With a variable rate, that commitment disappears. You can overpay as much as you want, whenever you want, and every euro comes straight off the balance — shortening the loan and cutting the interest you pay. There is no break fee to leave, so switching lender or clearing the mortgage early costs you nothing in penalties. The freedom is genuine. The price of it is that the rate is never guaranteed, and the same door that lets you leave lets the lender raise your payment.
What happens when a fixed rate ends
When your fixed period runs out, you roll onto the lender’s default variable rate automatically unless you do something. You have three real options: fix again, switch to another lender, or do nothing. Doing nothing is not a neutral choice — it is a choice, and it is usually the expensive one. Default rates are rarely the best rates a lender offers, and letting yourself drift onto one can quietly cost you the equivalent of the percentage-point gaps in the table above, month after month. Treat the end of a fixed term as a deadline to act on, not a date that passes on its own.
How to compare offers fairly
The headline rate is not the whole cost. Fees, charges and how the rate behaves over the full term all feed into what you actually pay, which is why the Annual Percentage Rate of Charge — the APRC — exists. The APRC folds the interest rate together with the mandatory fees into a single figure, so it reflects the true cost of the mortgage rather than just the advertised rate.
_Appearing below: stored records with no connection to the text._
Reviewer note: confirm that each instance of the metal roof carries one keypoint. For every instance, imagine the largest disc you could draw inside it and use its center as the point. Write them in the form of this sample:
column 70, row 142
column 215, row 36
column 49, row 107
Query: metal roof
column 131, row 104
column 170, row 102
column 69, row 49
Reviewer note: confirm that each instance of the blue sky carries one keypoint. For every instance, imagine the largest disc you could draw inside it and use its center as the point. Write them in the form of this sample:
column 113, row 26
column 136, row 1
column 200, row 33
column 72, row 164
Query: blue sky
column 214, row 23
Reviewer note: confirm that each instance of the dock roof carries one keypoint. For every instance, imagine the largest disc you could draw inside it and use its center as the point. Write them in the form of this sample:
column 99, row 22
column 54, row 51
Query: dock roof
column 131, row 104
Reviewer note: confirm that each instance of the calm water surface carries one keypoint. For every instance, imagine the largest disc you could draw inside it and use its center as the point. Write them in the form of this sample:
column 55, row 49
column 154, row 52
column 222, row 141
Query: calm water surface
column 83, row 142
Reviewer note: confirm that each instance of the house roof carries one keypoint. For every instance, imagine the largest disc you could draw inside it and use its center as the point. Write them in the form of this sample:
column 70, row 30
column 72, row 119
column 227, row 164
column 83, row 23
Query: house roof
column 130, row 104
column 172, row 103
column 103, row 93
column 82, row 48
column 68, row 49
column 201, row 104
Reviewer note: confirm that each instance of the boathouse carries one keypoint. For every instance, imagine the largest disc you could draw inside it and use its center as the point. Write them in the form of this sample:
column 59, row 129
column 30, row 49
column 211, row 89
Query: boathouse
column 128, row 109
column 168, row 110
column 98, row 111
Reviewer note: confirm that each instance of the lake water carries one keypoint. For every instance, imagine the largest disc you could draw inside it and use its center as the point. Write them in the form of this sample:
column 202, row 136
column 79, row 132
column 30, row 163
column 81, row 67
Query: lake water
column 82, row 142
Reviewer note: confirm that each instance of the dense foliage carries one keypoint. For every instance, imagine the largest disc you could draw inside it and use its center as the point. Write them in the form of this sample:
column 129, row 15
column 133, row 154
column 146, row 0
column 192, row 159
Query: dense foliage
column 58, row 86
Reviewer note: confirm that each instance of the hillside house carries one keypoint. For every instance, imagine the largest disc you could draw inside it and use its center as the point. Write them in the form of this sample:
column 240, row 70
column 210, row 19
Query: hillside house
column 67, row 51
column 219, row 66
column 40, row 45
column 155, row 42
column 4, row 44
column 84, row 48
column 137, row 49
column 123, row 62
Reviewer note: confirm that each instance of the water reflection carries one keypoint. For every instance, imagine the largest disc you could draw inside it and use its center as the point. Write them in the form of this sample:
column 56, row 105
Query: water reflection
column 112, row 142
When you compare offers, compare APRCs on like-for-like terms: the same loan amount, the same term, the same type of rate. Comparing a two-year fixed against a variable, or a 25-year term against a 35-year one, tells you very little. Line up the same thing against the same thing, then let the APRC do the honest arithmetic. And because the right answer turns on your own tolerance for a payment rise and your plans to overpay or switch, a mortgage adviser is the person to weigh it against your circumstances.